Concurrency and decoupling for cheap with Java 11 HttpClient asynch requests

After years of dabbling with threads, Callables and Executor Pools, finally an easy way to setup concurrent tasks

The problem: having a task to execute concurrently, but keeping the code free from Callables and other thread logic

For many years, I have worked at making some parts of my code execute in a concurrent way. Pair-wise computations on vectors, text mining ops on thousands on tweets, simple checks and operations on nodes and edges in a network, etc.
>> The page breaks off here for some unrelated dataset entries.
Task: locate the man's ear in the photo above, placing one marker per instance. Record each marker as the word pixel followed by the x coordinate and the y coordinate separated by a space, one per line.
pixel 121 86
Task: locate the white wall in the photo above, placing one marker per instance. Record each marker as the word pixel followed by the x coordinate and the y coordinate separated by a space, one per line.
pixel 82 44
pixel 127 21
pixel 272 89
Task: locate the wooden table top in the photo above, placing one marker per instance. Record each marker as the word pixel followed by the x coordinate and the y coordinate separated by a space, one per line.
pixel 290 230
The approach I took is pretty textbook, I suppose:

  • isolate in a separate class the part of the code that can be executed concurrently: that will be the task.
  • make this class implement the Runnable interface, or more probably the Callable interface as it allows to return an object.
  • in the main part of the code, setup an Executor service. Instantiate all the tasks and submit these to the executor.
  • collect the Future objects and aggregate their results.

I suppose there is nothing wrong with this. In practice, it didn’t work for me. The reason is fundamentally that:

  • setting the task as a Runnable or Callable, even if that is pretty easy and lightweight, specializes the code for this use case. If I want to re-use the code in another context that requires the logic to run with different interfaces, or refactor the task because the code logic has grown in complexity, these interfaces I had added for concurrency become boilerplate. I’m like “oh, I had added that Callable way of running the code for this particular project, but in this other project that’s just a thing in my way. I’ll have to remove it.” So in practice, when I developped some concurrent code, I ended up giving up on it soon to work unencumbered.
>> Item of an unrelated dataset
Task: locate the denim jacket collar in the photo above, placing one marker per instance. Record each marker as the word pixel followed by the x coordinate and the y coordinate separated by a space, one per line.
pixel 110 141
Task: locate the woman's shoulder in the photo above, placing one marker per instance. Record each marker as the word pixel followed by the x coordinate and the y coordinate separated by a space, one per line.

  • Setting up the Executor / Future logic on the main side of the code base is harder than it seems. There are so many variations on these APIs that it is a big effort each time to remember and identify how the thing should be set up. That is because multithreading and concurrency is low level, and one could be tempted to says that “there is a library that wraps this up for you”. But I would really avoid relying on libraries for concurrency, they are probably super big and too wide in scope for what I want to do.

Anyway, all this introduction to say that I’ve found a better way.

It doesn’t involve clever nor sophisticated tricks, so don’t expect a big “wow”. It is all in simplicity and robustness, and made very easy since Java 11’s HttpClient.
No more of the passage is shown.